Cette cruelle pensée exaspéra les forces de Rodolphe; s'arc-boutant sur ses pieds et courbant les épaules, il s'épuisa en efforts inouïs contre la porte... il ne lui imprima pas le plus léger ébranlement.

Espérant trouver un levier dans le caveau, il redescendit; à l'avant-dernière marche, deux ou trois corps ronds, élastiques, roulèrent et fuirent sous ses pieds: c'étaient des rats que l'eau chassait de leurs retraites.

Rodolphe parcourut la cave à tâtons, en tous sens, ayant de l'eau jusqu'à mi-jambe; il ne trouva rien.
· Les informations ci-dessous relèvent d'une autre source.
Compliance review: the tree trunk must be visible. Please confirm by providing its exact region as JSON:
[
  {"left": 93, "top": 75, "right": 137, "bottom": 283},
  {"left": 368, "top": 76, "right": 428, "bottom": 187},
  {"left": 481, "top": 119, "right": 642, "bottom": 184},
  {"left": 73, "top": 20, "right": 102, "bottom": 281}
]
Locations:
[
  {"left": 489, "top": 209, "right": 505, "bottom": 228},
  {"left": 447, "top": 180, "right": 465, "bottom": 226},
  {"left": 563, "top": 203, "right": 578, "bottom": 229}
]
Il remonta lentement l'escalier, dans un sombre désespoir.

Il compta les marches: il y en avait treize; trois étaient déjà submergées.

Treize! nombre fatal!... Dans certaines positions, les esprits les plus fermes ne sont pas à l'abri des idées superstitieuses; il vit dans ce nombre un mauvais présage. Le sort possible de Murph lui revint à la pensée. Il chercha en vain quelque ouverture entre le sol et la porte, dont l'humidité avait sans doute gonflé le bois, car il joignait hermétiquement la terre humide et grasse.

Rodolphe poussa des cris violents, croyant qu'ils parviendraient peut-être jusqu'aux hôtes du cabaret, et puis il écouta.

Il n'entendit rien, rien que le petit clapotement sourd, faible, continu, de l'eau qui toujours montait, montait, montait.

Rodolphe s'assit avec accablement, le dos appuyé contre la porte; il pleura sur son ami, qui se débattait peut-être alors sous le couteau d'un assassin.